On June 30, the CIC, arguably the nation’s preeminent model for effective collaboration among research universities, began operating under a new name – the Big Ten Academic Alliance. The new name directly and succinctly explains the identity and mission of the organization, which includes all Big Ten universities, officials said.
“As the CIC’s programs and initiatives increased in size and scope and achieved greater national impact, it became evident that the words ‘committee on institutional cooperation’ did not reflect our work and made it difficult to engage with important stakeholders such as policy makers, government officials and others outside of higher education,” said Barbara McFadden Allen, executive director of the Big Ten Academic Alliance.
Allen said that while Big Ten schools compete intensely on the court and playing fields, the institutions have a deep and long-standing academic collaboration through the organization.
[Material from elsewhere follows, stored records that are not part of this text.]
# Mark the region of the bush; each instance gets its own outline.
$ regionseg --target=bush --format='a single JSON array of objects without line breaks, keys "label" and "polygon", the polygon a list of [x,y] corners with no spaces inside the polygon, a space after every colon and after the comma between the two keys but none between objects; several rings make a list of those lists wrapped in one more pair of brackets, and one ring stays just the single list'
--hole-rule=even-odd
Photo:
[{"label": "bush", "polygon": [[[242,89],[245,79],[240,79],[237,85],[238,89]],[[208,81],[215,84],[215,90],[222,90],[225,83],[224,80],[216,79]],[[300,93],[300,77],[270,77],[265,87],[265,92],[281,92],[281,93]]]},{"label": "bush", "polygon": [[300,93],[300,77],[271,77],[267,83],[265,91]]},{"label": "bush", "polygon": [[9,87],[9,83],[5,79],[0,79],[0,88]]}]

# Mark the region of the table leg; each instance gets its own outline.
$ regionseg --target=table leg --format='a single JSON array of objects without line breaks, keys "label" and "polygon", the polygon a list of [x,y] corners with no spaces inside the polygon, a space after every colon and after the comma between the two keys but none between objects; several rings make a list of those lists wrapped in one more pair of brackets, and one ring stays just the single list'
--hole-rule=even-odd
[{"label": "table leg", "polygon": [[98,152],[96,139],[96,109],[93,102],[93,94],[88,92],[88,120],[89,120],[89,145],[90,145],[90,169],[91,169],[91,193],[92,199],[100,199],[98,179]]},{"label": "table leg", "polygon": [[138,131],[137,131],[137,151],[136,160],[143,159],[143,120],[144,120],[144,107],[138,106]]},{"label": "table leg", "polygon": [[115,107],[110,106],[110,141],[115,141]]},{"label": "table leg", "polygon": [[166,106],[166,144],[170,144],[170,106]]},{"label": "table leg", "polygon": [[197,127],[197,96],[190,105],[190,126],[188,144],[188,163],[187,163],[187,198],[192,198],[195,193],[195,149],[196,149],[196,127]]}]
The University of Chicago, a founding member of the Big Ten, will retain a partnership with the new entity, a relationship that will be defined in the coming weeks and months.
The Big Ten Academic Alliance allows students from member and partner universities the opportunity to gain access to more than 120 million library volumes and more than 100 “less commonly taught languages” through the partnership, though individual institutions each average less than 30. Member schools also work together to purchase resources and materials, which led to more than $20 million in savings last year.
The association owns and operates a high-speed internet connection for member universities that is roughly 5,000 times faster than what is available to the average home user – meaning each schools’ faculty, researchers and students can share massive research data and collaborate regionally, nationally and globally in record time.
“The CIC has for decades brought together the universities of the Big Ten, and the long-term positive impact on the academic operations of all participating schools has been profound,” University of Nebraska-Lincoln Chancellor Ronnie Green said. “The new name clearly conveys the identity of our alliance. The benefits to UNL have been immense, and will continue to grow.”
In 1958, the presidents of the Big Ten Conference created the organization now known as the Big Ten Academic Alliance as the athletic league’s academic counterpart. Member universities have more than 60 years of collaborating to advance academic missions, generate unique opportunities for students and faculty, and serve the common good by sharing expertise, leveraging campus resources, and creating innovative programming. Member universities have more than 50,000 faculty and serve more than 600,000 students, and conduct $10 billion in funded research.